The USA Today piece also discusses how an aging workforce may exacerbate the shortage of farm labor that has already been a pressing issue. It links to a USDA report on the “2023 Farm Labor Outlook” which forecasts a 5‑million‑job deficit across the agriculture sector by 2030. This deficit, the article explains, will be harder to meet when older farmers retire and fewer young people take up the mantle.
4. Solutions and policy recommendations
The article does not stop at diagnostics; it offers a handful of policy suggestions that could alter the trajectory of U.S. agriculture.
Incentivized land trusts and transfer programs – The Farm Succession Act of 2022, highlighted in the piece, creates a tax‑deferred framework for passing farm land to heirs or new owners. The article reports that early pilots in Colorado and Iowa have already increased the success rate of succession plans from 34 % to 51 % over the past two years.
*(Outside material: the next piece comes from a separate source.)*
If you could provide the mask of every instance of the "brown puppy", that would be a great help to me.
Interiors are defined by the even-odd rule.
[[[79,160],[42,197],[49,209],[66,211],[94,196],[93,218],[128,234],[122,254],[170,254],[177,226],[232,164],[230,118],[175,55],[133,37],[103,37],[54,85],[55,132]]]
Access to credit for young farmers – The USDA’s New Farm Credit Program—an extension of the 2023 Farm Bill—offers 3‑to‑4‑year low‑interest loans with down‑payment assistance. The article quotes a USDA spokesperson, who says the program has “already disbursed over $500 million to 1,200 new farmers.”
Educational pathways – The piece stresses the need for agricultural degree programs to partner with local land‑owners for apprenticeship and profit‑sharing models. An embedded link to the National Center for Agricultural Extension details a new “Agri‑Mentorship” program that has partnered with 27 universities.
Regulatory simplification – The article calls for a “Farm‑Friendly Regulatory Reform” package that would consolidate environmental, water‑rights, and zoning permits into a single streamlined online portal. A USDA pilot in Oregon is already testing a 60‑day reduction in permitting time for irrigation projects.
5. A cautionary tale for the future
In closing, USA Today frames the aging farmer problem as a “silent, creeping threat” that will be felt far beyond the borders of the Midwest. The article links to a National Geographic documentary that shows a family farm in Iowa that has been operating for three generations but now faces a “generation gap crisis” that could jeopardize its legacy. As the U.S. grapples with climate adaptation and shifting global demand, the nation’s food system may ultimately depend on how successfully it can nurture the next generation of farmers.
The article’s central message is stark: the United States cannot afford to wait until the next cohort of farm owners dies or retires. The urgency to act—through supportive policies, better access to finance, and a new generation of farm‑ready talent—has never been greater.